I was trying to catch up in my journalling this week and I came upon a bunch of entries in a journal that I had covered in phrases. "Do not read," "burn when I die," "Please do not open." I remember this journal but, I don't know why I kept it.

To say my siblings did not get along all the time would be an understatement. We all had kind of a crazy relationship. One minute we would all be sitting playing a game and the next thing I knew everyone was in an uproar. WE COULD FIGHT! Or should I say they would fight, I would cry and then write in this journal. It was a powerful tool growing up because I hated the screaming. I did not want to be a part of it. Even though every once in while I could be a part of it with a vengeance. I would write what I wanted to scream into the notebook and then I could put it away and go on. One of my sisters was the boss and it was her job to keep all of us on top of our chores and to keep us alive. After passing out assignments she would rock in her chair for hours listing to music and singing only to come out a few minutes before mom came home to tell us what we still needed to get done. My other sister was the instigator. She knew just how to get what she wanted. She could throw a fit and kick up a whirlwind that would slow down into a calm peaceful stare. My brother was the go to guy. We loved to see what we could make him do, which in turn turned him into the "fall guy" he got into trouble for just about everything. Even if someone else did it. I wrote in this journal almost every day. We would fight almost everyday. and I would put all of my emotion into that journal. I think that is why I could just cry and not get into the fight very often.

When I look at my family today I can see how we got the way we did. Sister Number one is so controlled and organized. Her family runs on a schedule that is kept in line very closely. Her kids walk in ironed clothes and "done up" hair. They are a happy family. Number two had open heart surgery in 11th grade and she has been a different person ever since. Her family is peaceful, her house is kept clean but, not neat she has a calm that walks with her. I think she is trying to avoid an explosion. My brother has just gotten married after a few(to put it mildly) girlfriends he has been "in love" with. He wandered for a long time before settling into the swing of his life. I think because he was forced to be who we wanted him to be for so long. I have turned into a very complacent person. Finding a way to avoid any turmoil in my life. I tend to ignore problems. You can't do this as an adult. Things just go on snowballing without you looking until you find yourself surrounded in a cold place with no way of knowing what direction is up.

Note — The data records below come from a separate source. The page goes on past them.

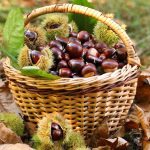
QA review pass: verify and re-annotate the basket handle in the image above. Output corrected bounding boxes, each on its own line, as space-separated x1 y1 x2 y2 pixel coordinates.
25 4 140 66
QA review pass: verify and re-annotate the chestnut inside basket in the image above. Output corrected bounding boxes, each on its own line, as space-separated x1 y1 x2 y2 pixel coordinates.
4 4 140 136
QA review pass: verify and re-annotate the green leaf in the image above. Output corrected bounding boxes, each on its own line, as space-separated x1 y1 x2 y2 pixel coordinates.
3 8 24 61
20 66 60 80
69 0 97 33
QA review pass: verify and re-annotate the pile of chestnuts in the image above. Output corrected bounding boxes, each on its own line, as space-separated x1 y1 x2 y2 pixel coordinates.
27 31 127 78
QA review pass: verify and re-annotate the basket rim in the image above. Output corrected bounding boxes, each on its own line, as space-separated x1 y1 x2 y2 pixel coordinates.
3 58 139 91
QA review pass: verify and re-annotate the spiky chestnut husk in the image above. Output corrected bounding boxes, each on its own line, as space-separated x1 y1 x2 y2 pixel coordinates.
33 113 72 150
35 55 53 71
18 45 32 68
25 26 46 49
64 131 87 150
0 113 24 136
69 21 79 32
93 22 119 46
42 13 69 40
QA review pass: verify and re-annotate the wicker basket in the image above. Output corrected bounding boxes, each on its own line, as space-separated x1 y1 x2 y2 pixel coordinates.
4 4 140 136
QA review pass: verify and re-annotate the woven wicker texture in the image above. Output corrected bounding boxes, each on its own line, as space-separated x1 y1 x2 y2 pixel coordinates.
4 4 140 136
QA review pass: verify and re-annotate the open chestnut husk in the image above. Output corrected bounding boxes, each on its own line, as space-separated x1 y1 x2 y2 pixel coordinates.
30 50 42 64
51 47 63 60
103 48 116 58
51 122 63 141
68 58 85 73
81 63 97 77
66 42 83 58
49 40 63 50
102 59 118 72
59 68 72 78
77 31 90 42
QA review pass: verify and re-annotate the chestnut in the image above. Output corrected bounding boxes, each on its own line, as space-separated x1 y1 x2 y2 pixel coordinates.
56 37 69 46
24 30 38 41
51 47 63 60
68 58 85 73
86 55 102 65
30 50 42 64
69 32 78 38
66 42 83 58
99 53 106 61
103 48 116 58
95 43 107 53
49 40 63 50
49 70 58 75
114 43 125 49
102 59 118 72
86 48 99 57
81 63 97 77
59 68 72 78
51 123 63 141
83 41 94 48
64 53 70 61
117 48 127 61
77 31 90 42
118 62 126 69
69 37 81 44
82 48 88 57
57 60 68 69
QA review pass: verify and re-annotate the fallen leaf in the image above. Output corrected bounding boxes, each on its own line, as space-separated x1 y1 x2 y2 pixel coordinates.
0 123 22 144
135 105 150 140
0 143 34 150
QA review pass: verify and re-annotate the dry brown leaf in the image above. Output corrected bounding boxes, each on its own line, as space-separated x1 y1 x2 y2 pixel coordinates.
135 68 150 102
25 122 36 136
0 123 22 144
88 118 109 148
135 105 150 140
143 141 150 150
0 143 34 150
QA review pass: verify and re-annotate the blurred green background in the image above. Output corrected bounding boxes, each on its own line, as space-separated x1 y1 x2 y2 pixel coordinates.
0 0 150 65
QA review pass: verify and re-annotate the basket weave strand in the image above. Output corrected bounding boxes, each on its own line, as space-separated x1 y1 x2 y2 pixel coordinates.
4 4 140 136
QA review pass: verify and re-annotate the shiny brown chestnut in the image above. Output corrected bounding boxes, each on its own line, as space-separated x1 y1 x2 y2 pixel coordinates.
99 53 106 61
59 68 72 78
86 55 102 65
77 31 90 42
64 53 70 61
83 41 94 48
66 42 83 58
30 50 42 64
103 48 116 58
117 47 127 61
86 48 99 57
68 58 85 73
51 47 63 60
49 70 58 75
68 37 81 44
57 60 68 69
56 37 69 46
81 63 97 77
51 123 63 141
69 32 78 38
49 40 63 50
95 42 107 53
102 59 118 72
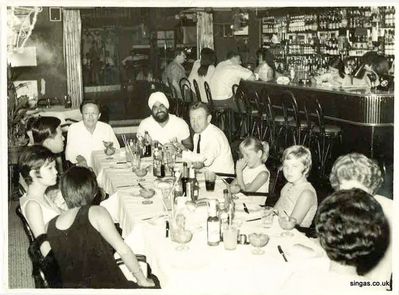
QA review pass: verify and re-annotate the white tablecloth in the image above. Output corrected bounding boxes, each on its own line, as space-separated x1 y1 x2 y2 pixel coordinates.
93 152 328 294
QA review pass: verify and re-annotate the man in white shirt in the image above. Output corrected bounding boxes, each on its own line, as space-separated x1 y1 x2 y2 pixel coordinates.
183 102 234 174
137 91 193 150
65 100 120 167
209 51 255 109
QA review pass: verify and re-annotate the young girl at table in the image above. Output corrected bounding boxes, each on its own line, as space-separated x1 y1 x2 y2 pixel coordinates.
231 136 270 193
47 167 155 288
19 145 61 256
274 145 317 227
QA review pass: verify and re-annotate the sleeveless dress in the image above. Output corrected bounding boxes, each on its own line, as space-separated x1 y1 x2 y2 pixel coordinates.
242 164 270 193
19 193 61 224
276 181 317 227
47 205 138 289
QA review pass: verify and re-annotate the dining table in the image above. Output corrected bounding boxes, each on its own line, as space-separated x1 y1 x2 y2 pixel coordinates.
92 148 329 294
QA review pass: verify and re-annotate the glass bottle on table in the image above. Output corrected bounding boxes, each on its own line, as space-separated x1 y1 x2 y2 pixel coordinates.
207 200 220 246
144 131 152 157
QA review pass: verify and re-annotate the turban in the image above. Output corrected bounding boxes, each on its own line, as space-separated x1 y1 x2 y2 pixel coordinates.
148 91 169 110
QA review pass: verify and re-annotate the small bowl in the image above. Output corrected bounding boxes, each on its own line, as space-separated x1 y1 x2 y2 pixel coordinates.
134 168 148 177
248 233 269 248
140 188 155 199
278 215 296 230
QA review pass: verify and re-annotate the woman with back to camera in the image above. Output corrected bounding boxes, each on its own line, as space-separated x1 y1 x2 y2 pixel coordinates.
285 189 390 295
19 145 61 256
47 166 155 288
188 47 216 103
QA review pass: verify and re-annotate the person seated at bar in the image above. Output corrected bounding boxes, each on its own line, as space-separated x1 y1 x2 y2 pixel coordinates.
162 48 187 98
274 145 317 227
137 91 193 150
209 51 255 110
254 48 278 82
183 102 234 174
188 47 216 103
231 136 270 194
330 153 393 280
284 189 390 294
314 57 345 87
18 145 61 257
47 166 159 288
65 99 120 167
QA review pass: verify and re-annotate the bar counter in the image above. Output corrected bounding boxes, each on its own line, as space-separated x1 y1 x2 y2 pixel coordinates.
241 81 394 161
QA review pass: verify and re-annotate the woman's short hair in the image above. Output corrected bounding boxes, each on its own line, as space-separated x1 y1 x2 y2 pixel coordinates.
60 166 98 209
330 153 383 194
281 145 312 176
239 136 270 163
31 117 61 145
189 101 211 116
18 145 56 185
315 189 390 275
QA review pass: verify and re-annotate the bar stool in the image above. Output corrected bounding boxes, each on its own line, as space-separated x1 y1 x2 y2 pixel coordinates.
179 78 194 105
232 84 249 140
204 81 231 139
312 99 342 177
193 79 202 101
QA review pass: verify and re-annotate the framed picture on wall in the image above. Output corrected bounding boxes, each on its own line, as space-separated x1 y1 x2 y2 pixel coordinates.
49 7 62 22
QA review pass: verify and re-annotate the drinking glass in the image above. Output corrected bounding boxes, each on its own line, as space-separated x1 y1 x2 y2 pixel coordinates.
248 233 269 255
223 225 238 250
132 153 141 171
278 212 297 237
262 206 274 228
205 170 216 191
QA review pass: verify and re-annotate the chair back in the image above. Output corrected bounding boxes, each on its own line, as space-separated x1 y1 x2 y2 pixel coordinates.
315 99 325 134
193 79 202 101
179 78 193 103
15 205 35 243
204 81 214 109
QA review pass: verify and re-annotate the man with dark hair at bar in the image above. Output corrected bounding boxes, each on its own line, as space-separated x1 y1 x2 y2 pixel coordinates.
209 51 255 109
183 102 234 174
65 99 120 167
137 91 193 150
162 48 186 98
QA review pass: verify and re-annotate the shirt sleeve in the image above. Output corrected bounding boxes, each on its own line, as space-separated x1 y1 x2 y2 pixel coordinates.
179 119 190 141
65 124 79 163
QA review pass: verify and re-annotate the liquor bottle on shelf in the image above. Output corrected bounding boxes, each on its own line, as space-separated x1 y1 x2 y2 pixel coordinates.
207 200 220 246
181 162 189 195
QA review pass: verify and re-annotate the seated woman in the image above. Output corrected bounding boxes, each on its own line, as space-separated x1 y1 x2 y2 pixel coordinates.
188 47 216 103
314 57 345 87
274 145 317 227
231 136 270 193
285 189 390 294
330 153 393 280
254 48 279 81
19 146 61 256
47 166 155 288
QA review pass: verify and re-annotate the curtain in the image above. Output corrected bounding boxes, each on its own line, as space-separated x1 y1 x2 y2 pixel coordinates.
197 12 213 58
63 9 83 108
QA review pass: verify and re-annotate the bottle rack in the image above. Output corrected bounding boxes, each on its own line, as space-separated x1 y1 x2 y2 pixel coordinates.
262 6 395 70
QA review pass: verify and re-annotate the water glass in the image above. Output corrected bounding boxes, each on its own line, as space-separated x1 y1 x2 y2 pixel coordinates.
205 170 216 191
223 225 238 250
132 153 141 171
262 206 274 228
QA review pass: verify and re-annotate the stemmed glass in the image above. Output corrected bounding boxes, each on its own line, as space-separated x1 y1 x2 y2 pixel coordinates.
248 233 269 255
278 212 297 237
171 214 193 251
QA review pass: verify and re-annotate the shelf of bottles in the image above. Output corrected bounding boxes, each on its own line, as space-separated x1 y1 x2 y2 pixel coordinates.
262 6 395 70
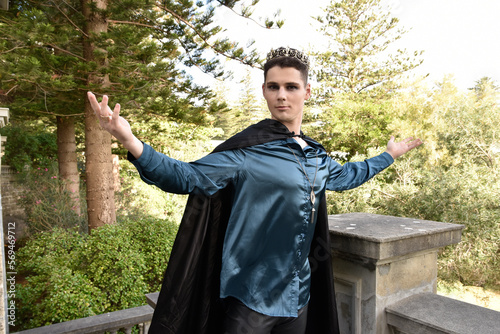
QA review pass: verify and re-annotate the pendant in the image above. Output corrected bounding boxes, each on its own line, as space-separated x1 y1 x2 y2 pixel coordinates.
311 190 316 209
311 190 316 224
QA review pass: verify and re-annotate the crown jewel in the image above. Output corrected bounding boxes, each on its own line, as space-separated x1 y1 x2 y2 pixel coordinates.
267 47 309 68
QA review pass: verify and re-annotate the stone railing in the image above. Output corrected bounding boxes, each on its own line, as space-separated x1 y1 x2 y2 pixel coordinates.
12 305 153 334
8 213 500 334
329 213 500 334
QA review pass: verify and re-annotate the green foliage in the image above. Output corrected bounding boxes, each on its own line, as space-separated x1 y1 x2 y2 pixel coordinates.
304 94 393 161
312 0 422 100
0 124 57 172
19 162 87 235
15 162 87 235
16 228 105 330
328 78 500 288
214 71 269 139
16 219 177 330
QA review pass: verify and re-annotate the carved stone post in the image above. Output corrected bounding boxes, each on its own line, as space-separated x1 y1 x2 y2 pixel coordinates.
329 213 463 334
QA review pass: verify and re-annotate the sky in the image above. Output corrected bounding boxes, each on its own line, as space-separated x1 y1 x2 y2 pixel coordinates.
194 0 500 100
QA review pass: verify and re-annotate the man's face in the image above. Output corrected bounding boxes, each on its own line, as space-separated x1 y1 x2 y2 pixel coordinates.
262 66 311 128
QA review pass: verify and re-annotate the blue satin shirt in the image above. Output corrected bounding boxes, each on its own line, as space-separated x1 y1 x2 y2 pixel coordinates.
131 138 394 317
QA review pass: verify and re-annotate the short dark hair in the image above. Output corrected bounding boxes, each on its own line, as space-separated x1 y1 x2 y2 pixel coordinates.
264 57 309 84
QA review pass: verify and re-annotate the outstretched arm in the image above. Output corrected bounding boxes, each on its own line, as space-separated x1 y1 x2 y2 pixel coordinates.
87 92 144 159
386 136 422 160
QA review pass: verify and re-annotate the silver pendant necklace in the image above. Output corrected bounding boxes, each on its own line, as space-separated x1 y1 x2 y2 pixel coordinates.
287 145 318 223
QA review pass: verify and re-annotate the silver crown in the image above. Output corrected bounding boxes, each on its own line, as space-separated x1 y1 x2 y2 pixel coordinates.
267 47 309 68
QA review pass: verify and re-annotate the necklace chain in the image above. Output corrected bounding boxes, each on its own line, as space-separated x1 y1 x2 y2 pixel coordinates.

I think finding this journal and evaluating all of the passages has made me look at things in a new light. I wonder why my siblings and I turned out so differently but I can see why we had to fight to be who we are today, we are all happy, we all seem to find the peace in our lives. It has been a fun journey and I know we all loved each other the whole way through the ride.

I have torn the journal to shreds. The things inside were not pleasant to read They were mean and not at all true statements about three people who I have come to love very dearly. I say come to love because I think we all love our families but we have to come to love who they are individually without holding them to the same standards we hold ourselves to. Just because they came from the same house that I did does not mean they are going to be just like me. Or even that we have to have more that DNA in common. But, we love them. We support them in what they so. And we find our who they are through there own eyes. There own stories. I bet we would tell three very different versions of our childhood together.